Norms: Organic versus mechanistic. The paradox of combining organic and mechanistic relational norms is a common theme in prior research on ambidexterity, where exploration is associated with organic norms and exploitation with mechanistic ones. Among the various dimensions of the organic/mechanistic contrast (Burns & Stalker, 1961), research on ambidexterity has focused on formalization and communication patterns. In terms of formalization, Tushman and O’Reilly (1996) contrast the informality required for exploration and the formality that supports exploitation, and Jansen et al. (2006), Mom et al. (2009), and Rogan and Mors (2014) argue that formalization impedes exploration and facilitates exploitation. Regarding communication patterns, Mom et al. (2009) hypothesize that a broad network of personal connections (a key feature of the organic type) would support ambidexterity, in contrast with the more balkanized networks of the mechanistic type that would better support exploitation. Rogan and Mors (2014) make a similar argument concerning the intra-organizational ties likely to support managers’ ambidextrous behavior. Mom et al. (2007) argue that bottom-up and horizontal knowledge flows (characteristic of organic systems) are associated with exploration and that top-down flows (mechanistic) are associated with exploitation. Andriopoulos and Lewis (2009) argue that loose coupling communication patterns are required for exploration and tight coupling patterns for exploitation.

Authority: Individual autonomy versus centralized control. The literature on innovation has frequently noted that creativity is higher where centralized control is weaker (Damanpour, 1991; McGrath, 2001) and where individual autonomy and the associated intrinsic motivation is stronger (Amabile, 1983). Conversely, exploitation and efficiency are best supported by high levels of centralized control (McGrath, 2001; Miles, Snow, Meyer, & Coleman Jr, 1978) and by low levels of autonomy (Ostroff & Schmitt, 1993). In the scholarship on ambidexterity, Jansen et al. (2006) point to the tension created by centralized control which supports exploitation but suppresses exploration.

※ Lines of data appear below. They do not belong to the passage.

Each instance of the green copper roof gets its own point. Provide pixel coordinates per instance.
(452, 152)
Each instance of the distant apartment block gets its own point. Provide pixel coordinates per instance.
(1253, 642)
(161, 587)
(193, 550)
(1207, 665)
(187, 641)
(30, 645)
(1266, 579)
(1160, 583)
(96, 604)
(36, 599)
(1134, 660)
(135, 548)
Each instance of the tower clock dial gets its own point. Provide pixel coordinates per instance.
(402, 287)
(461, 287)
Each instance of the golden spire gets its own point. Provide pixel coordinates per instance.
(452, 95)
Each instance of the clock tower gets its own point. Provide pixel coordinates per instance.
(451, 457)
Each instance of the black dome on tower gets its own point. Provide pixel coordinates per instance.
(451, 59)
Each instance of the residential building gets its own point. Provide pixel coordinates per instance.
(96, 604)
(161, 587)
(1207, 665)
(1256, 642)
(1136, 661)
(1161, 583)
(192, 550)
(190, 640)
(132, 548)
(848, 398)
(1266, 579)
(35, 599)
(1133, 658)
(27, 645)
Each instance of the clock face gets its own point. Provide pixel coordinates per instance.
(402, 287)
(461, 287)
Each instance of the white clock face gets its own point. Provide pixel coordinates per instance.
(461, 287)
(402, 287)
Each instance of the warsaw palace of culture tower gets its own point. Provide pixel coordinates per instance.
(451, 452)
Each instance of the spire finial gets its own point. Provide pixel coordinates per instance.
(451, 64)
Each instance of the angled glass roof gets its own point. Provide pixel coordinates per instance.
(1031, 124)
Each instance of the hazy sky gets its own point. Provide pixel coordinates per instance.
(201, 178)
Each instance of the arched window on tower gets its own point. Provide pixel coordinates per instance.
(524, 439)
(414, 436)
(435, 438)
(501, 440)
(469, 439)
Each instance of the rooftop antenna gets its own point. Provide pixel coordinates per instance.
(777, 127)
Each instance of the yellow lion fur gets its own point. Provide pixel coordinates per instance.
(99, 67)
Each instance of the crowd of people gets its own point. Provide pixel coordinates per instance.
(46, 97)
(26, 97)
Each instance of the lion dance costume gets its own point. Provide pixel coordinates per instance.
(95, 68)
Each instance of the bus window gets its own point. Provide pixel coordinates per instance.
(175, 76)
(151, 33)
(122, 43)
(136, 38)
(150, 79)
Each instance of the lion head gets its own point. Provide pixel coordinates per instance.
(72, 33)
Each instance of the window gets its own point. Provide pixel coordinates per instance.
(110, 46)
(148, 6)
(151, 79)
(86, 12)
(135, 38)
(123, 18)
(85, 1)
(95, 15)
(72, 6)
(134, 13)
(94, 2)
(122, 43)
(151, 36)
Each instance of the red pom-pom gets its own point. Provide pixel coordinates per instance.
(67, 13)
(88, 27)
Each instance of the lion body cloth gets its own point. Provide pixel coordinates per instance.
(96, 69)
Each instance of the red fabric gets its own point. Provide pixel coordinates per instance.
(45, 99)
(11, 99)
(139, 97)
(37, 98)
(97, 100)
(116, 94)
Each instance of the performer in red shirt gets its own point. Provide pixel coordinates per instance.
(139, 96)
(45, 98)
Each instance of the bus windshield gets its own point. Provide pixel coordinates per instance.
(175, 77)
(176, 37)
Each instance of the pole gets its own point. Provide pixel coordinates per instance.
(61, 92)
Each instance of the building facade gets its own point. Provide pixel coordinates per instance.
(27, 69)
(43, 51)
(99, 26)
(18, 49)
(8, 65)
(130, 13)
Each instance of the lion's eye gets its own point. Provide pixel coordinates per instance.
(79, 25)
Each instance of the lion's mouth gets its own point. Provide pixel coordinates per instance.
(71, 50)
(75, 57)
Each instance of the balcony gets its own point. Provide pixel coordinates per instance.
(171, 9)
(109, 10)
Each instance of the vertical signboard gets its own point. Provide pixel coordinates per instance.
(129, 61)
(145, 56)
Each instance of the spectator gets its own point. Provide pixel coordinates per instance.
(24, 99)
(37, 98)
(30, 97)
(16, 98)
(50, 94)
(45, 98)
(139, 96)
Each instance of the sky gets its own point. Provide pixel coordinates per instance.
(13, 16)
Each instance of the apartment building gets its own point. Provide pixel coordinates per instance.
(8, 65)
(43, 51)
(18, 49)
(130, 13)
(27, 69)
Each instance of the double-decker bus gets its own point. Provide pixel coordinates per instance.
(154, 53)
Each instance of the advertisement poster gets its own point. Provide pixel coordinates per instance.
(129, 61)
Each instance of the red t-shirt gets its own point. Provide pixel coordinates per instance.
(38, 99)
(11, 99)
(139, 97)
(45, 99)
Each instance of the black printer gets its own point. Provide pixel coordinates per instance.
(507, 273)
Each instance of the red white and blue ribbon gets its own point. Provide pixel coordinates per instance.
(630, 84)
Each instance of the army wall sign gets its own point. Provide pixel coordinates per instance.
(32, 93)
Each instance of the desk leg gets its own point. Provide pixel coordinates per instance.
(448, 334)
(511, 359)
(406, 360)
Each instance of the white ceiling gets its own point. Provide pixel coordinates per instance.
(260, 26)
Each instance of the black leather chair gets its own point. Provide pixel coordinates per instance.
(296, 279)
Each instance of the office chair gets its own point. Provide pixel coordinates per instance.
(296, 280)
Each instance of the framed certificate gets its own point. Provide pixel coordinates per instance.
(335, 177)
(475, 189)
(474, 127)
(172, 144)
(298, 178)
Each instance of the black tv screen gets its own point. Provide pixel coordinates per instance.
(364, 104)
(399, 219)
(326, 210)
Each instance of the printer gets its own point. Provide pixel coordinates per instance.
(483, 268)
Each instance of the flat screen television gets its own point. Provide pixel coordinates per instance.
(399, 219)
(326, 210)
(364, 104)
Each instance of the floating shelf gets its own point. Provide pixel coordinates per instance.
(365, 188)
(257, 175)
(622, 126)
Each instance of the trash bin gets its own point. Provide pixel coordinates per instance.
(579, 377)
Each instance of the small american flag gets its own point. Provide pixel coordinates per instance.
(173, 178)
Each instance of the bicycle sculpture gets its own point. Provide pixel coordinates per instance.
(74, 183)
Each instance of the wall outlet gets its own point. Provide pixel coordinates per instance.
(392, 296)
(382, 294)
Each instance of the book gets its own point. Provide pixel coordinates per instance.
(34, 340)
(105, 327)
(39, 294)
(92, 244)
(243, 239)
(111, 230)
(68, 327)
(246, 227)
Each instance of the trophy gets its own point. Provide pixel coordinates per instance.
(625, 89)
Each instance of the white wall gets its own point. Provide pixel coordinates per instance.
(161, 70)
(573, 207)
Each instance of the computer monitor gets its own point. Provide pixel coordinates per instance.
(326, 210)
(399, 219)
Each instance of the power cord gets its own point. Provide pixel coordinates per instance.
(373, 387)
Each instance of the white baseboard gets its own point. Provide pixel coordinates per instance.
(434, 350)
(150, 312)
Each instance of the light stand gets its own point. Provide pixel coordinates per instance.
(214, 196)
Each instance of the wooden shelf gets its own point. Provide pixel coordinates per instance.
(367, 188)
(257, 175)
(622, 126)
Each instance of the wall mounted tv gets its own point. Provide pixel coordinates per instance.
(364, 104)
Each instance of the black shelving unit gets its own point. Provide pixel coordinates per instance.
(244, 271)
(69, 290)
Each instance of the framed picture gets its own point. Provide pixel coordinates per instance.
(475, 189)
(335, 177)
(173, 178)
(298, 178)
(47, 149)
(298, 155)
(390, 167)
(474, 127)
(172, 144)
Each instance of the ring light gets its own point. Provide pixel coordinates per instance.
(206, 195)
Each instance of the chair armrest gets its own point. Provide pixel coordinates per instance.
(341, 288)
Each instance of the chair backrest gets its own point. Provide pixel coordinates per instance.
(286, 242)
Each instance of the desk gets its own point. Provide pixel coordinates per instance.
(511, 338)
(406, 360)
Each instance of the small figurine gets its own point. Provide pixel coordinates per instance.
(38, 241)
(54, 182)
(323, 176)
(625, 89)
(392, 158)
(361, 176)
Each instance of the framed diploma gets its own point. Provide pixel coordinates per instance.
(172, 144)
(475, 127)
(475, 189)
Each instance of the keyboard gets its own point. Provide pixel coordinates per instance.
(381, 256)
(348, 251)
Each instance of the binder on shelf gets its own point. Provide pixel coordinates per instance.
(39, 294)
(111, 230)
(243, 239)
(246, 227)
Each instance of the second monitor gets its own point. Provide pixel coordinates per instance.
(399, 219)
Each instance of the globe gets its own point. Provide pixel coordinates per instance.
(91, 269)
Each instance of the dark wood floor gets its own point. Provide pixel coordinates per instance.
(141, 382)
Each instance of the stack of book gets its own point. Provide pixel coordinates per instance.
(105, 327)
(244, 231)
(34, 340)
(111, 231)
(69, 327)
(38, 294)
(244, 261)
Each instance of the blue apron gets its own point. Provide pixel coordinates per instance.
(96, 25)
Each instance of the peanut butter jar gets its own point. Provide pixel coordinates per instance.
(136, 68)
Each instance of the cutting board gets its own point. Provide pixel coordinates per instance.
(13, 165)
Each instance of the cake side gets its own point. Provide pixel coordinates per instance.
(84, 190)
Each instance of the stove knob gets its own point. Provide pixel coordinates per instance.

Capabilities: Broad versus deep. Much of the literature on exploration and exploitation has noted the contrasting types of skills involved: exploration benefits from broad skills while exploitation benefits from deep specialization (Bierly & Daly, 2007; Jehn, Northcraft, & Neale, 1999; Leiponen & Helfat, 2010; Schildt, Maula, & Keil, 2005; Sidhu, Volberda, & Commandeur, 2004; Smith & Tushman, 2005). Capabilities are not only a matter of skills: these skills must be mobilized in order to activate their potentiality. This, in turn, implicates the compensation system, where there are important tensions between compensation policies that support the development and deployment of broad skills versus deeply specialized ones (Kretschmer & Puranam, 2008).